The archaeologists from Leicester University located the site of the lost Greyfriars church by examining historical maps and comparing them to modern ones. They started their excavations on 25th August 2012 in a car park belonging to the local council.  The mansion built by Robert Herrick had been demolished in the 1870s and replaced with public buildings, although the gardens were not paved over until the middle of the 20th century, and the excavations soon uncovered paving stones that are thought to be from the mansion’s gardens. Medieval finds included inlaid floor tiles, fragments of tracery from the church windows, and part of a stone frieze believed to be from the choir stalls and the locations of the eastern cloister walk and the chapter house were established.  But the most exciting find of all was the discovery of an intact skeleton of an adult male buried in the Choir area of the Friary Church.  The remains had not been interred in a coffin, but seemed to have been laid to rest in a shroud that has subsequently disintegrated, and there was nothing buried with the body to indicate the skeleton’s identity. So what clues are there that this could be the body of King Richard III?

The skeleton is that of an adult male who had been strong and in good health when he had died.  The remains also display injuries that could have been sustained during a medieval battle as there is a blade wound to the back of the head and an iron barbed arrowhead was found lodged between the vertebrae of the upper back.  The skeleton also has a curvature of the spine, known as scoliosis, that would have meant that during life the man’s right shoulder would have seemed to have been higher than his left.  This fits in with contemporary description’s of Richard’s appearance which speak of a raised shoulder and could have been the basis of Shakespeare’s exaggerated depiction of the monarch as an ugly, short hunchback who had a withered arm.  The experts are hoping to extract DNA samples for analysis from a few of the teeth and femur of the skeleton, which they are hoping will match with that of Michael Ibsen, a Canadian descendant of Richard III’s elder sister Anne of York to prove the identity of the remains.

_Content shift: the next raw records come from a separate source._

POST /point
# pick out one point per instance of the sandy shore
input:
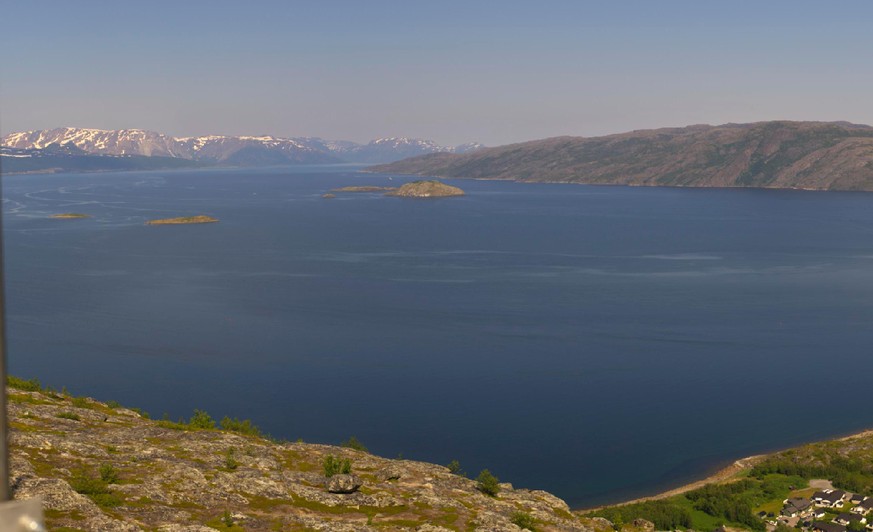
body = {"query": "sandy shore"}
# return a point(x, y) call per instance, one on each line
point(725, 474)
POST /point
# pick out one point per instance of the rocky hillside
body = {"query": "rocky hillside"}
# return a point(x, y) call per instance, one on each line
point(808, 155)
point(99, 466)
point(223, 149)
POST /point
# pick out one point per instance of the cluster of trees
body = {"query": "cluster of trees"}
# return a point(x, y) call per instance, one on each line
point(733, 502)
point(853, 473)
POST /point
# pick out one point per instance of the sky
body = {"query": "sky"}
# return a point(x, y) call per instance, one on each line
point(494, 72)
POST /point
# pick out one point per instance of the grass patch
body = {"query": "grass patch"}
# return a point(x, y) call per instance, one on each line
point(30, 385)
point(96, 489)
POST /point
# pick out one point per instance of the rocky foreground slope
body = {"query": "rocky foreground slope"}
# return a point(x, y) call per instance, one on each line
point(808, 155)
point(99, 466)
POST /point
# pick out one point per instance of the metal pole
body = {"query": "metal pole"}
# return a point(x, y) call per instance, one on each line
point(5, 493)
point(23, 516)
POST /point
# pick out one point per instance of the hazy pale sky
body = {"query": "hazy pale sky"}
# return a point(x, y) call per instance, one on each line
point(451, 71)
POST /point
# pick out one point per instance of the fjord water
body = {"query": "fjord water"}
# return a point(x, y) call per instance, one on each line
point(596, 342)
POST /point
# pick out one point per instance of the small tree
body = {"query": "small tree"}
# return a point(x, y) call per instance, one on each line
point(487, 483)
point(354, 443)
point(455, 468)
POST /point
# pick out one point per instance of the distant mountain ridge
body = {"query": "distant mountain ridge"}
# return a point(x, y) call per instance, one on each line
point(778, 154)
point(226, 150)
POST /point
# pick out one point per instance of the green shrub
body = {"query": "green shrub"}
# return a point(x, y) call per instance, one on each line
point(335, 466)
point(31, 385)
point(142, 413)
point(81, 402)
point(230, 461)
point(243, 427)
point(487, 483)
point(201, 420)
point(455, 468)
point(109, 474)
point(96, 489)
point(354, 443)
point(523, 521)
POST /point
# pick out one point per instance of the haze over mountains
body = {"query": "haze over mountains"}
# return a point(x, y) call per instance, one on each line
point(780, 154)
point(214, 149)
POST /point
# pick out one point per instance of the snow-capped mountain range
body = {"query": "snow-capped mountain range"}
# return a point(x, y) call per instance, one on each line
point(228, 150)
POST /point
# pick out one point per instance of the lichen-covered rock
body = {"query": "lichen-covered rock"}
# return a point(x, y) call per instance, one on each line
point(392, 472)
point(343, 484)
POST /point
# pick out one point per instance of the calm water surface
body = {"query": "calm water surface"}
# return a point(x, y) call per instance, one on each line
point(597, 342)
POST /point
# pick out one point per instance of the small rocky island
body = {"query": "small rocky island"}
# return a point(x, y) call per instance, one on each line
point(200, 219)
point(70, 216)
point(426, 189)
point(415, 189)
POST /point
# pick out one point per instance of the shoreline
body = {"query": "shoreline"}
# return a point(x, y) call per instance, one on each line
point(725, 474)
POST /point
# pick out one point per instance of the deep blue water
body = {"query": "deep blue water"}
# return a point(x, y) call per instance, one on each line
point(597, 342)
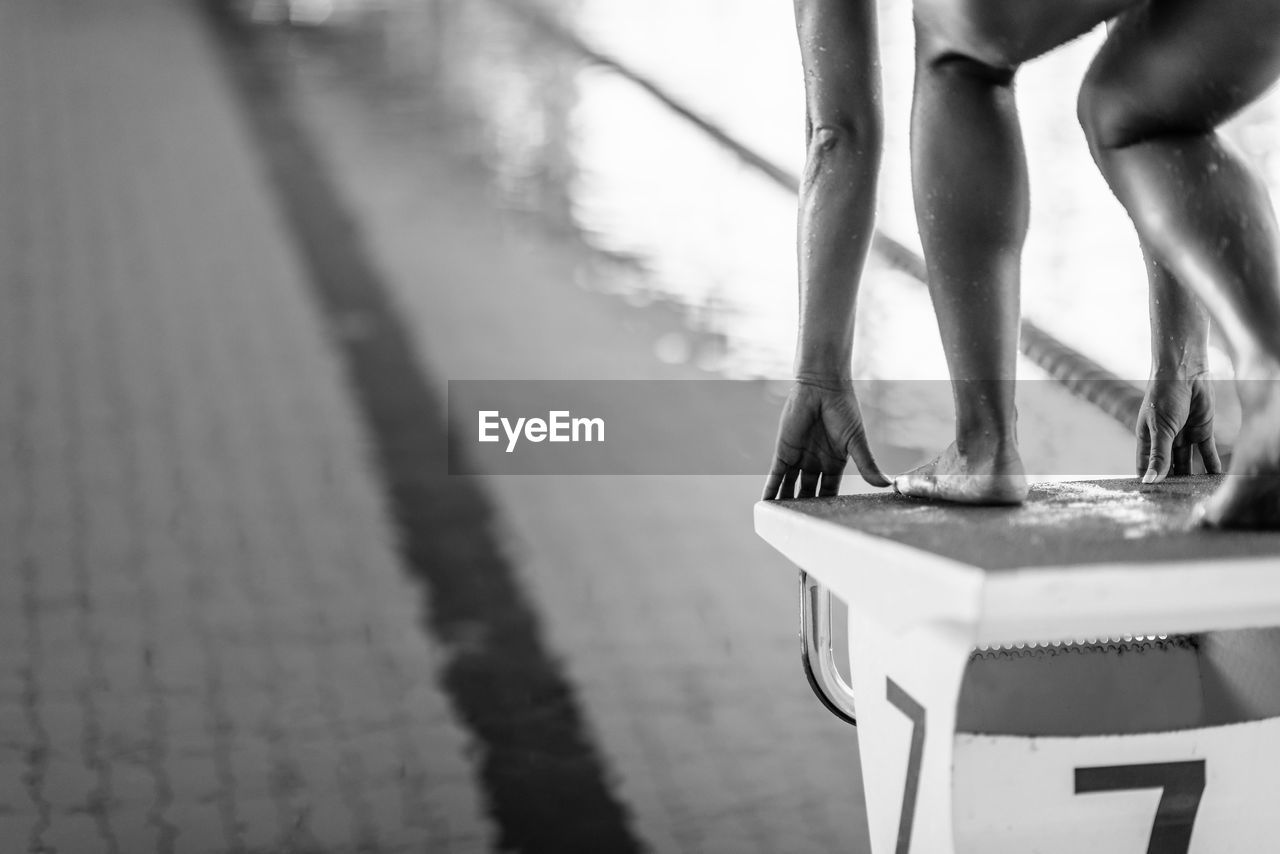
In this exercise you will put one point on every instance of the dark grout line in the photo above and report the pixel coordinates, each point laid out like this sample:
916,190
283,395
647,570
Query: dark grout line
547,785
1079,374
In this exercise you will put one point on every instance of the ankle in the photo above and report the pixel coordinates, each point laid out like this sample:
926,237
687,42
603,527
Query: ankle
988,442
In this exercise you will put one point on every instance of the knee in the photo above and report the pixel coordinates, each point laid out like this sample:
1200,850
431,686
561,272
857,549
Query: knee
1105,115
846,135
967,37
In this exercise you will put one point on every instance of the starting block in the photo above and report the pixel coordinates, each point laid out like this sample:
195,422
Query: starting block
1086,672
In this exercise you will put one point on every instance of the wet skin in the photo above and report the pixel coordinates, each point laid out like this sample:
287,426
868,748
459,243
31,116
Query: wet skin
1170,72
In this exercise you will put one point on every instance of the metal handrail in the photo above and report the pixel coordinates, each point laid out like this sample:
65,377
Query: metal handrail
817,654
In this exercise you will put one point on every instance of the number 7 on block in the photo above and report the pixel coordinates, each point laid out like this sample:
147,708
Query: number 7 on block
1180,782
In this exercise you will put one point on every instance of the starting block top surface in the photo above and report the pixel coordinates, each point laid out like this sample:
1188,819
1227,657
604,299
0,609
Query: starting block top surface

This DNA testing will take about twelve weeks and during this time it will have to be decided where the remains will be reinterred if the testing proves that the skeleton is that of the King.  There are no plans for the excavation to be kept open for the public, so it is unlikely that the body will be returned to its original grave. A memorial stone already lies in Leicester Cathedral, so perhaps this could be Richard’s final resting place? Or could he be buried in York Minster as he himself had planned? Whatever eventually happens to the remains our last Plantagenet King, if it is proved that this really is Richard’s body it will offer historians and archaeologists much valuable evidence that will help them piece together what really happened to him at the Battle of Bosworth and how he was killed.